A.M.B.R.O.S.I.A. - Conferring Immortality on Distributed Applications

Talk by Jonathan Goldstein

Location: APB 3105
Start: 20. September 2019 at 1:00 pm
End: 20. September 2019 at 2:00 pm
iCal

Abstract:

When writing today’s distributed programs, which frequently span both devices and cloud services, programmers are faced with complex decisions and coding tasks around coping with failure, especially when these distributed components are stateful. If their application can be cast as pure data processing, they benefit from the past 40-50 years of work from the database community, which has shown how declarative database systems can completely isolate the developer from the possibility of failure in a performant manner. Unfortunately, while there have been some attempts at bringing similar functionality into the more general distributed programming space, a compelling general-purpose system must handle non-determinism, be performant, support a variety of machine types with varying resiliency goals, and be language agnostic, allowing distributed components written in different languages to communicate. This talk describes the first system, publicly available on GitHub, called Ambrosia, to satisfy all these requirements. We coin the term “virtual resiliency”, analogous to virtual memory, for the platform feature which allows failure oblivious code to run in a failure resilient manner. We also introduce a programming construct, the “impulse”, which resiliently handles non-deterministic information originating from outside the resilient component. Of further interest to our community is the effective reapplication of much database performance optimization technology to make Ambrosia more performant than many of today’s non-resilient cloud solutions.

Bio:

Over the last 20 years, I have worked at Microsoft in a combination of research and product roles.

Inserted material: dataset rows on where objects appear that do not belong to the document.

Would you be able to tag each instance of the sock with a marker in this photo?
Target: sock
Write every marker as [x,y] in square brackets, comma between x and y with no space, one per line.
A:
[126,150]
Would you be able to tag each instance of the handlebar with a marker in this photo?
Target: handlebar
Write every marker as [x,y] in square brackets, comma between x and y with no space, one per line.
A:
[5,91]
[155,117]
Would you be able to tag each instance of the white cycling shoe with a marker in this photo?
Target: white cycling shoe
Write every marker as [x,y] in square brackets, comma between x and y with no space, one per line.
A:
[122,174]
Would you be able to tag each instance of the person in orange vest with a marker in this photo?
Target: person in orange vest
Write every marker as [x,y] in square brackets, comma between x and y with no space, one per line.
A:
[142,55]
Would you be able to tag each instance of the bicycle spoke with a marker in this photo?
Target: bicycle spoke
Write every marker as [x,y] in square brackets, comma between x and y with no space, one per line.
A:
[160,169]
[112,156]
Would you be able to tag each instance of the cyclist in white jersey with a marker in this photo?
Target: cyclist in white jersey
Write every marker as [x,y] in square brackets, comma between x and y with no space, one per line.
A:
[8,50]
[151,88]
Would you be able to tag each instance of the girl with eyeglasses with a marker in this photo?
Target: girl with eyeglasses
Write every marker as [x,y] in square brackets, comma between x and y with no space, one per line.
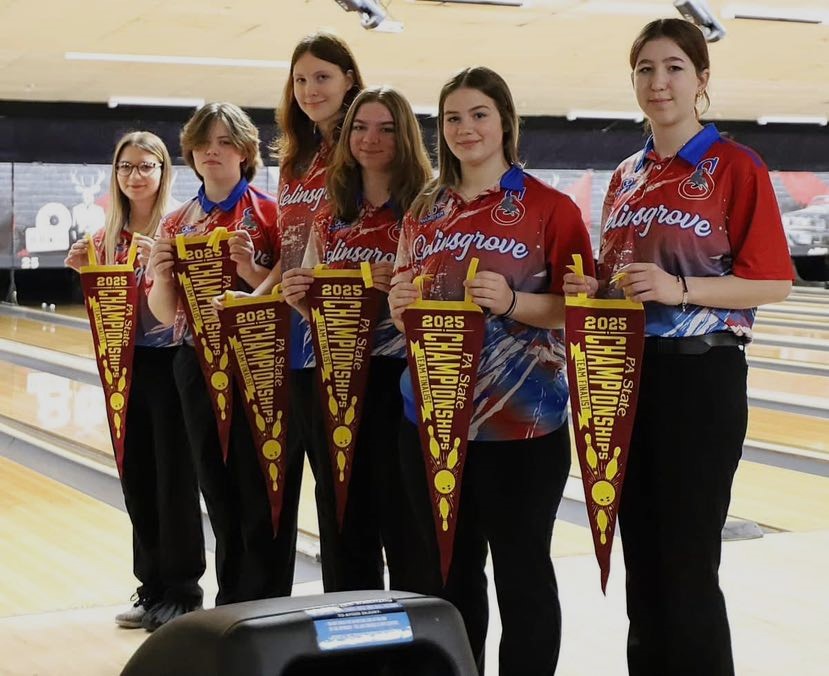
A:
[159,480]
[221,144]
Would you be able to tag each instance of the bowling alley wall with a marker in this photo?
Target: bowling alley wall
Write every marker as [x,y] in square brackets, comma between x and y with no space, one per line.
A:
[54,166]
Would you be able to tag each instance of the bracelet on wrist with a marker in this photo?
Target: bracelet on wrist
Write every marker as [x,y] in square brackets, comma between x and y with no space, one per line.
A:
[680,279]
[511,307]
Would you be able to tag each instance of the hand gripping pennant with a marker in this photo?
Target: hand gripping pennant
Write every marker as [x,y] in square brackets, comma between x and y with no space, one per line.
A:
[605,339]
[258,331]
[203,270]
[345,307]
[111,298]
[443,347]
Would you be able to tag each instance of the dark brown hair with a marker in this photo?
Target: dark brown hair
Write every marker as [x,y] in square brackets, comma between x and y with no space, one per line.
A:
[296,145]
[491,84]
[410,168]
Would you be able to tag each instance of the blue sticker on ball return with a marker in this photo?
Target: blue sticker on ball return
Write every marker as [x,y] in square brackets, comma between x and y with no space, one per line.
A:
[361,624]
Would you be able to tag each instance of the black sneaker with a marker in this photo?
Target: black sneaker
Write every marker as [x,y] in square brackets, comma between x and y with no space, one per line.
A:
[164,611]
[134,617]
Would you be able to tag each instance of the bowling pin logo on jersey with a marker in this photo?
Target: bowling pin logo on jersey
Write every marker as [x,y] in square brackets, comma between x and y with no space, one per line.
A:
[700,184]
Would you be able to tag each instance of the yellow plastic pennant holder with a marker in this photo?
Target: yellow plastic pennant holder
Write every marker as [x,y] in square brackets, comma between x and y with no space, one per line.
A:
[230,299]
[213,240]
[322,271]
[94,266]
[465,304]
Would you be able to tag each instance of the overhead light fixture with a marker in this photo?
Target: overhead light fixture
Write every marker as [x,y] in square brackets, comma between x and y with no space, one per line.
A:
[507,3]
[698,12]
[786,14]
[173,101]
[614,7]
[176,60]
[822,120]
[372,15]
[605,115]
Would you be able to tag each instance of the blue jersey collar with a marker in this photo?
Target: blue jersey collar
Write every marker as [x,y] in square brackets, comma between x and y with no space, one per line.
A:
[692,152]
[228,203]
[513,178]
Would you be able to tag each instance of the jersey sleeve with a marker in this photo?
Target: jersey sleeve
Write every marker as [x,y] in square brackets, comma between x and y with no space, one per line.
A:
[755,230]
[610,195]
[315,249]
[566,235]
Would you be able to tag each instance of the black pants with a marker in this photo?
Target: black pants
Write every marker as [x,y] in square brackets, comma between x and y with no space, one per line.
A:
[509,497]
[250,562]
[377,513]
[687,440]
[159,483]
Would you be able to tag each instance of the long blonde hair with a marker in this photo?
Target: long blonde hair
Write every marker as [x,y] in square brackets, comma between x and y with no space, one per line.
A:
[296,144]
[119,204]
[409,170]
[491,84]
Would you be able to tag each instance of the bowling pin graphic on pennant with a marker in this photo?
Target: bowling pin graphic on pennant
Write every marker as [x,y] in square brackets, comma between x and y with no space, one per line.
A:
[203,270]
[605,339]
[443,347]
[111,297]
[345,308]
[258,331]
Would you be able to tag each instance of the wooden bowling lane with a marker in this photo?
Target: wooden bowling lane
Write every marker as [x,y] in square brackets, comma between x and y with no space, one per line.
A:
[71,411]
[781,428]
[797,356]
[779,498]
[58,547]
[774,497]
[797,388]
[819,335]
[47,335]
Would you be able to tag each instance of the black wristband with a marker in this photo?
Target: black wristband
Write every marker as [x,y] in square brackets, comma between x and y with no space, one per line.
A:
[681,280]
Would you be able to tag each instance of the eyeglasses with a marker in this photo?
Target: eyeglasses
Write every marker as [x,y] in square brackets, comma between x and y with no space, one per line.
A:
[124,169]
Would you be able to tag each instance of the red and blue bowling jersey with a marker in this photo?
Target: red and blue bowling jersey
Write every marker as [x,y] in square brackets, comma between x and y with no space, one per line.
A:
[245,208]
[300,201]
[372,237]
[528,232]
[708,211]
[149,332]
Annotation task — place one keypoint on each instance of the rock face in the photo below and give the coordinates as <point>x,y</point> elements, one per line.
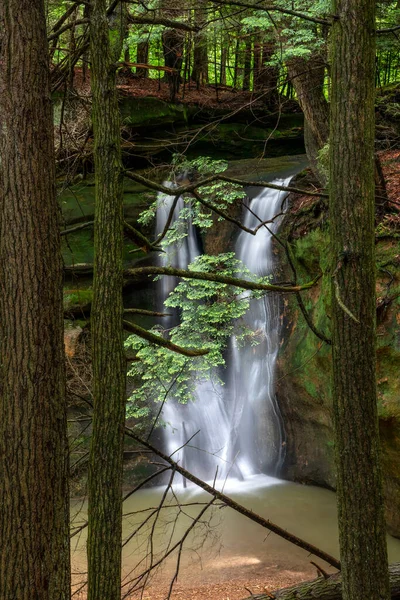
<point>303,379</point>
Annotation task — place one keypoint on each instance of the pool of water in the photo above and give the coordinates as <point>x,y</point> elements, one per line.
<point>223,545</point>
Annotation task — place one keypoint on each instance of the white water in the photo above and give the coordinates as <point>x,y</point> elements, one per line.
<point>237,427</point>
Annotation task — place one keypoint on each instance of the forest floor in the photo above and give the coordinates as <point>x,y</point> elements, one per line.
<point>207,96</point>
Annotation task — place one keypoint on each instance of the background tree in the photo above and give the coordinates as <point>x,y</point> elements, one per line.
<point>109,365</point>
<point>34,555</point>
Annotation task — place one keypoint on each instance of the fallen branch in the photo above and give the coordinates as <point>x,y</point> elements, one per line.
<point>158,187</point>
<point>160,341</point>
<point>240,283</point>
<point>236,506</point>
<point>326,589</point>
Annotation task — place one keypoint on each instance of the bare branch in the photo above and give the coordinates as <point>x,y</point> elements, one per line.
<point>238,507</point>
<point>160,341</point>
<point>261,7</point>
<point>158,187</point>
<point>240,283</point>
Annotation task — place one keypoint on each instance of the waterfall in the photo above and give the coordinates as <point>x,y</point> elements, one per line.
<point>236,427</point>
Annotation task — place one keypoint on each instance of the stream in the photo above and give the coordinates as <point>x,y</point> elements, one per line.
<point>225,546</point>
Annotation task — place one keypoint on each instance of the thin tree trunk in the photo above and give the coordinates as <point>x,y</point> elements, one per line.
<point>247,64</point>
<point>34,551</point>
<point>142,57</point>
<point>200,51</point>
<point>359,486</point>
<point>224,60</point>
<point>267,76</point>
<point>307,78</point>
<point>106,449</point>
<point>236,65</point>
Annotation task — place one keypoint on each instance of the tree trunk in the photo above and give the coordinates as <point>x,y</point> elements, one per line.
<point>307,78</point>
<point>200,52</point>
<point>326,589</point>
<point>106,449</point>
<point>142,57</point>
<point>266,76</point>
<point>224,59</point>
<point>247,64</point>
<point>34,517</point>
<point>359,487</point>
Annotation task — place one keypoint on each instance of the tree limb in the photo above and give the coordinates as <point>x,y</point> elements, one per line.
<point>158,187</point>
<point>240,283</point>
<point>261,7</point>
<point>325,589</point>
<point>160,341</point>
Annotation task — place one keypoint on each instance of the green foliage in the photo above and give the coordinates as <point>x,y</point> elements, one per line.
<point>219,194</point>
<point>210,314</point>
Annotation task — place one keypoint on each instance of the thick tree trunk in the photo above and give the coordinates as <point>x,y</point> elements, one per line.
<point>326,589</point>
<point>34,551</point>
<point>106,450</point>
<point>359,486</point>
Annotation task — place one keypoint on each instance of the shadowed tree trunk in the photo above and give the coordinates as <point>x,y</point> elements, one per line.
<point>34,554</point>
<point>200,55</point>
<point>307,78</point>
<point>247,64</point>
<point>106,449</point>
<point>142,57</point>
<point>359,486</point>
<point>266,76</point>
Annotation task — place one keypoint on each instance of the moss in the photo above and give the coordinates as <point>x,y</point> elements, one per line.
<point>304,380</point>
<point>145,112</point>
<point>77,298</point>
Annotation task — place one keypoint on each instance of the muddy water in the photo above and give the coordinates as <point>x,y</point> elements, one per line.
<point>224,546</point>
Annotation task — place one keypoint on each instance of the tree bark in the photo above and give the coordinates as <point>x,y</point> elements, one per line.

In particular, I’ve spent about 15 years as a researcher at MSR, doing fundamental research in streaming, big data processing, databases, and distributed computing. My style of working is to attack difficult problems, and through fundamental understanding and insight, create new artifacts that enable important problems to be solved in vastly better ways. For instance, my work on streaming data processing enabled people with real time data processing problems to specify their processing logic in new, powerful ways, and also resulted in an artifact called Trill, which was orders of magnitude more performant than anything which preceded it. Within the academic community, I have published many papers, some with best paper awards (e.g. Best Paper Award at ICDE 2012), and two with test of time awards (e.g. SIGMOD 2011 Test of Time award and ICDT 2018 Test of Time award), and have also taken many organizational roles in database conferences. My research has also had significant impact on many Microsoft products, including SQL Server, Office, Windows, Bing, and Halo, as well as leading to the creation of entirely new products like Microsoft StreamInsight, Azure Stream Analytics, Trill, and most recently, Ambrosia. I spent 5 years building Microsoft StreamInsight, serving as a founder and architect for the product. Trill has become the de-facto standard for temporal and stream data processing within Microsoft, and years after creation, is still the most expressive and performant general purpose stream data processor in the world. I am also an inventor of 30+ patents.